前回のバブルがおきた2017~18年のビットコインの動きは参考になる。利上げが進む中で株に先行して急騰し、17年12月を天井にバブルは崩壊した。さらにこれはその後の株安の前ぶれだった。2カ月後に「VIXショック」と呼ぶ米国発の世界株安がおきた。テーパリング相場の号砲は鳴った。仮想通貨バブルが崩壊した日が、FOMC議事要旨が出てきた19日だったのは示唆的だ。18年の急落劇が繰り返されるのかは分からないが、昨年3月からの米国株の右肩上がりの上昇が分岐点に差し掛かっているのは間違いない。』

2021/05/24 『仮想通貨大暴落を事前に示唆していたテスラ株?』のT-Modelコラムにおいて、

『市場関係者にはビットコインの暴落は株式市場に関係ないとの意見が多いが、それはビットコインと株式市場の分析を疎かにしているためなのではないだろうか。5月22日のセミナーではそのポイントを詳しく分析したが、2018年を振り返るだけでもビットコインの重要性が理解できるのではないだろうか。』と指摘してきたが、その指摘を聞かれたかのような分析記事である。『前回のバブルがおきた2017~18年のビットコインの動きは参考になる。利上げが進む中で株に先行して急騰し、17年12月を天井にバブルは崩壊した。さらにこれはその後の株安の前ぶれだった。2カ月後に「VIXショック」と呼ぶ米国発の世界株安がおきた。テーパリング相場の号砲は鳴った。』とあるが、5月22日のセミナーでは2017~18年との詳細な比較を行ったため理解しやすいのではないだろうか。

もう一つ指摘すべき点は、『目下の焦点は、米連邦準備理事会(FRB)の資産購入の縮小(テーパリング)がいつ始まるのか。』と記事にあるように「テーパリングと相場」についてである。
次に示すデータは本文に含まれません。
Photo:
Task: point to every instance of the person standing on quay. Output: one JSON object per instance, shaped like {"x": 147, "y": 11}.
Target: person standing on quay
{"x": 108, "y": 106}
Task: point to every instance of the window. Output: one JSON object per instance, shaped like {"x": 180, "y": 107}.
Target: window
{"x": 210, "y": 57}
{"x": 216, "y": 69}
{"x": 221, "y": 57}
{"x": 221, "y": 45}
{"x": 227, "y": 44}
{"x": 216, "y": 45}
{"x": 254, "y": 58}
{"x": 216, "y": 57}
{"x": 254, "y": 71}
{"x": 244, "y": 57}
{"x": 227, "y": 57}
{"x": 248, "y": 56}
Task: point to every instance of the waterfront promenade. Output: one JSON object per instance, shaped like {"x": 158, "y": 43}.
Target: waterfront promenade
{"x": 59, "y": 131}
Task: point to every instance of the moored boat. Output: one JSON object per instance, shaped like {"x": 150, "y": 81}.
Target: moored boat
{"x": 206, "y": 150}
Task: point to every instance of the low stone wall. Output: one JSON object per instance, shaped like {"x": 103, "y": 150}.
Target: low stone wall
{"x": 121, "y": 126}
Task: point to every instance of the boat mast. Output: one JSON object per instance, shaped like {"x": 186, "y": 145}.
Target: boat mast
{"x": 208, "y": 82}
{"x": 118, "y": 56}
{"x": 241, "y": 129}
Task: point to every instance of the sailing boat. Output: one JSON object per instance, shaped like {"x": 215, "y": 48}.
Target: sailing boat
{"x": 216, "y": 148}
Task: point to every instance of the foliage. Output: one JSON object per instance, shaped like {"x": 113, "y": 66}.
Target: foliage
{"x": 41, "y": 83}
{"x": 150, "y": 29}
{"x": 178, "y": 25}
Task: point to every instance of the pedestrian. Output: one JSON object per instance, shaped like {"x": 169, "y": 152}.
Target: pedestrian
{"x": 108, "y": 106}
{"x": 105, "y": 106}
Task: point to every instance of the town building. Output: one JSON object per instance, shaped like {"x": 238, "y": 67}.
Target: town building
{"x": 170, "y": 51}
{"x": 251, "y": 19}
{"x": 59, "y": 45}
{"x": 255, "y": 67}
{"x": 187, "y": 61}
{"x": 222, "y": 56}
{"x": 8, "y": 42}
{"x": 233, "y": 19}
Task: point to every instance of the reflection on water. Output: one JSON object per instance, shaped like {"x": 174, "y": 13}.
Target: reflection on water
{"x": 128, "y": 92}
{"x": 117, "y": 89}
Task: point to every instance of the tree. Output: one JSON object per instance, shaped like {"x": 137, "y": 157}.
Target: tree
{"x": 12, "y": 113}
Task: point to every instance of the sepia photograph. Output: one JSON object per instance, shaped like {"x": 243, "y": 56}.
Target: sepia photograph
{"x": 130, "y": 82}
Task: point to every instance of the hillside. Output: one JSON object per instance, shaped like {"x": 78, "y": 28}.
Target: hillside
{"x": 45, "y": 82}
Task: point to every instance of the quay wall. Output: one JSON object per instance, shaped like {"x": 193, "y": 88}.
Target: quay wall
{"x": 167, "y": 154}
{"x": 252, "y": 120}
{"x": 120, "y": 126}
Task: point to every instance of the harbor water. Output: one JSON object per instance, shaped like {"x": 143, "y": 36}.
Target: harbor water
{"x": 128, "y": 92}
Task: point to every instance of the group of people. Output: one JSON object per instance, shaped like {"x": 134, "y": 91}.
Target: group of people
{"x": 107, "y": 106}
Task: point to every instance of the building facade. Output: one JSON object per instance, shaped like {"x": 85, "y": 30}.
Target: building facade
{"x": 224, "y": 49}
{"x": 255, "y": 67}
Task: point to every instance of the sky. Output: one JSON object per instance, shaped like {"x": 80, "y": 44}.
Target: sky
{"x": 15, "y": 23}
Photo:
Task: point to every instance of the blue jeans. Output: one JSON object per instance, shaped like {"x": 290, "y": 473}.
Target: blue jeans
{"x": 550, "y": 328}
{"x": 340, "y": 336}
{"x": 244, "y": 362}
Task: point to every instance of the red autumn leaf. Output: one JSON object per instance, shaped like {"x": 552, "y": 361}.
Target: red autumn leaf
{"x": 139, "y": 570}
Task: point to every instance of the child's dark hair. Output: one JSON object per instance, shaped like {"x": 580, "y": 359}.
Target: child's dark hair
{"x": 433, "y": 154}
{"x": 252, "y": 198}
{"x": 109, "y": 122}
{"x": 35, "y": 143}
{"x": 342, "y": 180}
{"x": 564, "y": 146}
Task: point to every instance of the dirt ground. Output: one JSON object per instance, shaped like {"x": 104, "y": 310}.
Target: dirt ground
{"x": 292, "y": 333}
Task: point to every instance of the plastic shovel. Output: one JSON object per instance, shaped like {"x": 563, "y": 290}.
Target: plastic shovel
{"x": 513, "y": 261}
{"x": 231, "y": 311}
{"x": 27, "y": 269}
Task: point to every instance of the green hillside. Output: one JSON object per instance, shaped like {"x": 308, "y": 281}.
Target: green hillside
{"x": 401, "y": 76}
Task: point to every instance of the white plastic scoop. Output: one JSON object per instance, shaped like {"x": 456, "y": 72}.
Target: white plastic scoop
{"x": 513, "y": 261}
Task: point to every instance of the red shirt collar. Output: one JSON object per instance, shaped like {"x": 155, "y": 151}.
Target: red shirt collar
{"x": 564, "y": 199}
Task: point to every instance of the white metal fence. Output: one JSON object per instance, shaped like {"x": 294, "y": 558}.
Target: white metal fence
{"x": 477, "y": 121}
冒頭の記事と同じ週の2021年5月29日日経夕刊『テーパリング恐れぬ市場』において、

『米景気の回復が加速し、FRBが来年にかけてテーパリングに動くのは間違いないだろう。テーパリングと聞いて思い出されるのが2013年5月のいわゆる「バーナンキ・ショック」だ。当時のバーナンキFRB議長が議会証言で不意に量的緩和縮小の可能性に言及し、長期金利上昇と株価下落を招いた一件だ。だが、実態は株式市場ではショックというほどでもなく、ダウ平均は1カ月後の底値まで4.7%下げただけだった。その後は13年末にかけて13.1%上げ、史上最高値で終えた。その間に長期金利は1.93%から3.02%に上昇したにもかかわらずだ。テーパリングは14年1月に実際に始まったが、14年のダウ平均も年間で7.5%上昇した。』との指摘。市場では「バーナンキ・ショック」後の相場を例に、テーパリングに対しては楽観視している。ただ、このような13年当時と比較するのは大きな勘違いではないだろうか。

イールドの観点でいえば、13年当時は「リーマンショック」後の後遺症から抜けきれず、水準はマイナス1σだったが、現在は+1σを超えた「逆イールド」後、アベレージを割り込んだリーマンショック前の08年1月の水準にある。むしろ、冒頭の記事で指摘している「前回のバブルがおきた2017~18年」との比較をしなければ先行きの相場は何も理解できないのではないだろうか。以前からセミナーや書籍で指摘してきた「イールドを理解しないと相場は理解できない」のである。